Oman’s Credit Rating Receives a Boost: Upgraded to ‘BB+’ by CI Ratings

Muscat, The Gulf Observer: Oman’s Long-Term Foreign Currency Rating (LT FCR) and Long-Term Local Currency Rating (LT LCR) have been raised from ‘BB’ to ‘BB+’ by Capital Intelligence Ratings (CI Ratings). The Short-Term FCR (ST FCR) and ST LCR have been affirmed at ‘B’, while the Outlook for the ratings has been revised to Stable from Positive.
The upgrade is attributed to Oman’s sustained commitment to fiscal responsibility, highlighted by the continuous decline in gross central government debt. CI Ratings anticipates that both fiscal and external balances will remain in surplus in 2024-2025, driven by favorable hydrocarbon prices and ongoing reform initiatives.
In a statement released on Friday, CI Ratings emphasized the positive impact of prudent fiscal and debt management policies on public finances. The government’s strategic approach aims to reduce budget vulnerability to oil price fluctuations, with recent hydrocarbon windfalls being utilized to repay, prepay, and buy back expensive external debt.
The ratings also reflect Oman’s dedication to structural reforms outlined in Oman Vision 2040, underpinning the nation’s economic diversification, fiscal strength, and private sector participation. The relative stability of Oman’s banking system and the expectation of financial support from other GCC countries in times of need further contribute to the favorable ratings.
Oman’s government budget maintained strength in 2023, registering a surplus of 5.2 percent of the gross domestic product (GDP). This surplus is attributed to advantageous hydrocarbon prices and continued fiscal consolidation measures, including spending rationalization and reduced subsidies. Notably, central government debt declined to 36.8 percent of GDP at the end of 2023, compared to 42.6 percent at the end of 2022.
The decline in external government debt, achieved through buyback of eurobonds and sukuk, along with prepayment of syndicated loans, has positively influenced the debt structure. Interest expense has decreased to 5.9 percent of total revenues in 2023, supporting an optimistic outlook for the next two years.
Government contingent liabilities from State-Owned Enterprise (SOE) debt, though diminishing, remain a potential fiscal risk. The reorganization of non-hydrocarbon SOEs under the Oman Investment Authority (OIA) and hydrocarbon SOEs under Energy Development Oman (EDO) has led to deleveraging, with debt falling to approximately 26 percent of GDP in 2023.

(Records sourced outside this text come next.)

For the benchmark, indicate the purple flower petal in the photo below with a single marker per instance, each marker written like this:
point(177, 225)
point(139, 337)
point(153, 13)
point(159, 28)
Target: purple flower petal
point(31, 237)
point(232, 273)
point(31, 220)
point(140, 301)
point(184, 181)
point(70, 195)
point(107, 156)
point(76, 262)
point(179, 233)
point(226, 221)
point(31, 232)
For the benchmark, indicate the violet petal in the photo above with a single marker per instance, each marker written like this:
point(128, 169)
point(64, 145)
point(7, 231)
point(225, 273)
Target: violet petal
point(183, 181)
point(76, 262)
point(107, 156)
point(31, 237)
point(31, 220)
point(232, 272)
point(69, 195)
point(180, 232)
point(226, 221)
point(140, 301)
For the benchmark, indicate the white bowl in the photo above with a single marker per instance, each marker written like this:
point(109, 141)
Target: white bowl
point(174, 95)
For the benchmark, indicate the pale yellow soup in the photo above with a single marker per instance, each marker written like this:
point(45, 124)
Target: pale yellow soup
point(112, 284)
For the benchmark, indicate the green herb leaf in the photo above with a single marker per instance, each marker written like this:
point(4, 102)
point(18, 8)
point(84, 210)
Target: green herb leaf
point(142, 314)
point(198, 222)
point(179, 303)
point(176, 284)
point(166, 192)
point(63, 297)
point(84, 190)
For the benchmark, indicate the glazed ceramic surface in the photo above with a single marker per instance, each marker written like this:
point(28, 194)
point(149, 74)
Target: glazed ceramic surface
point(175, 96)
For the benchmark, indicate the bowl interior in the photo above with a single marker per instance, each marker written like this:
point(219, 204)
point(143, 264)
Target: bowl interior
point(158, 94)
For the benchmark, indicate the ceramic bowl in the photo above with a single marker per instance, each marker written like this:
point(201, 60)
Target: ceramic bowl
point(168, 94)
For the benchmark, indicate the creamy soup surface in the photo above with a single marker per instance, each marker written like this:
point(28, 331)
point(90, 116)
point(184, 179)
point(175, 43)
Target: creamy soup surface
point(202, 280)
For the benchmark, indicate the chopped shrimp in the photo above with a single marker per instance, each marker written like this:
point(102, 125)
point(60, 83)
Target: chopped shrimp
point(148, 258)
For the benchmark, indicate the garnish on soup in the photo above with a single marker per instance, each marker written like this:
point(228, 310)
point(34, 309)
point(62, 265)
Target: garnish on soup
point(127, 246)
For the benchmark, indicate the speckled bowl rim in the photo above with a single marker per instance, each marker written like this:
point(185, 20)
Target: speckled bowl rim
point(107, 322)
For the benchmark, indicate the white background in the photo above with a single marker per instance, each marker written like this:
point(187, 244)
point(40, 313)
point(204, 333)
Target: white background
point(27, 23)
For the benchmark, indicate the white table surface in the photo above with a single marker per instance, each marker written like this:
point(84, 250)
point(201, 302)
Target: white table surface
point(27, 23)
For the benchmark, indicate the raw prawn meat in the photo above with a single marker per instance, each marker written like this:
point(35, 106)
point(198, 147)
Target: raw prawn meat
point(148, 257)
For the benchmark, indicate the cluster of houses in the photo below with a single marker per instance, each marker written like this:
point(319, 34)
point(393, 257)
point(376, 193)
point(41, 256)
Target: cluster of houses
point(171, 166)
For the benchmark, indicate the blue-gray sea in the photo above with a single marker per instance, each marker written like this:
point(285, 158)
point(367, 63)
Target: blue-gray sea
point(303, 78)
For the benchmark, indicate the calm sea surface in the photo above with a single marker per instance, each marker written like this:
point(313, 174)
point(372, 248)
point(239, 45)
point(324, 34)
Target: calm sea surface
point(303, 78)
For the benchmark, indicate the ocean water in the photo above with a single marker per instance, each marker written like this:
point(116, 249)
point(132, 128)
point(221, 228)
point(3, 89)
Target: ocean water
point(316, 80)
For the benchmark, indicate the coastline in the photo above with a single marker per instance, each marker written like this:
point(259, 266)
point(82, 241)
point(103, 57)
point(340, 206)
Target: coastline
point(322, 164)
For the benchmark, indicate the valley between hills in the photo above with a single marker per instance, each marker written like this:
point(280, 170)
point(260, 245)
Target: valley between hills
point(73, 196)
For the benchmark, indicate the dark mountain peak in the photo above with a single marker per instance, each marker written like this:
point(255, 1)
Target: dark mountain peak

CI’s baseline scenario anticipates sustained high hydrocarbon prices throughout 2024-25, contributing to an average central government budget surplus of 3.1 percent of GDP. Oman’s commitment to structural reforms, economic diversification, and private sector involvement align with the nation’s long-term development goals.
The upgraded ratings also acknowledge the improvement in Oman’s external strength, with a current account surplus of 5.1 percent of GDP in 2023. Foreign currency reserves at the central bank, along with the potential for financial assistance from GCC countries, mitigate external liquidity risks.
While economic growth softened in 2023 due to voluntary hydrocarbon production cuts, Oman’s outlook remains positive. The expectation of increased FDI in the hydrocarbon sector and infrastructure projects in non-hydrocarbon sectors positions Oman for sustained economic growth, with an estimated average GDP expansion of 2.4 percent in 2024-25.
Oman’s credit rating upgrade reflects the nation’s resilience, prudent fiscal management, and commitment to economic reforms, signaling a positive trajectory for its economic future.